Fig. 5: In silico perturbation-based Hi-C experiment on pancreatic cancer metastasis.

a EpiVerse pipeline for PANC experiment reproduction: Schematic diagram illustrating the EpiVerse process from constructing virtual epigenetic signals to chromatin 3D structure modeling, using various histone modifications and CTCF as inputs to accurately replicate chromatin structures. b Comparison between Imputation Hi-C and experimental Hi-C: Heatmaps indicating the Hi-C interaction matrices with substantial variations across chromosome 15. The top row presents the ground truth Hi-C matrices for Capan-1 and PANC, and their differential heatmap, while the bottom row displays imputed data. c Enhanced predictive performance with additional tracks: A bar graph comparing the Spearman correlation coefficient of EpiVerse’s predictive accuracy for Capan-1 and PANC-1 datasets.
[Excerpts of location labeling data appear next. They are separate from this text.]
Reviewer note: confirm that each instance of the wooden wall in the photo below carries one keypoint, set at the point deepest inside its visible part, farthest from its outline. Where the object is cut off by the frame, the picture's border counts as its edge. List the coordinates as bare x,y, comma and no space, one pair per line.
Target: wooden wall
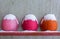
37,7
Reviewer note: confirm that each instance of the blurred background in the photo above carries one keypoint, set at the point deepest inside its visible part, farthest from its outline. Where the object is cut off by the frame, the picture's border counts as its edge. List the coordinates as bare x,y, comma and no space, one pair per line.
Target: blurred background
37,7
The graph highlights improvements as additional epigenetic tracks are integrated: 1 track (CTCF), 2 tracks (CTCF + H3K4me3), 4 tracks (CTCF + H3K4me3 + H3K9me3 + H3K27ac), and 6 tracks (CTCF + H3K4me3 + H3K9me3 + H3K27ac + H3K27me3 + H3K36me3). d Proportion of differentially expressed genes in regions enriched with chromatin Interaction and enhancer activity  changes: A gene identification curve showing the proportion of differentially expressed genes located in regions enriched for both top enhancer and Hi-C signal differences in Capan-1, compared against random regions. EpiVerse consistently identifies a higher proportion of relevant genes, outperforming the random baseline. e Enriched GO terms of differentially expressed genes ranked by chromatin Interaction changes: GSEA of the top-ranked differentially expressed genes between Capan-1 and PANC-1 cells, revealing enrichment in GO terms associated with cell motility, metastasis, and apoptotic processes.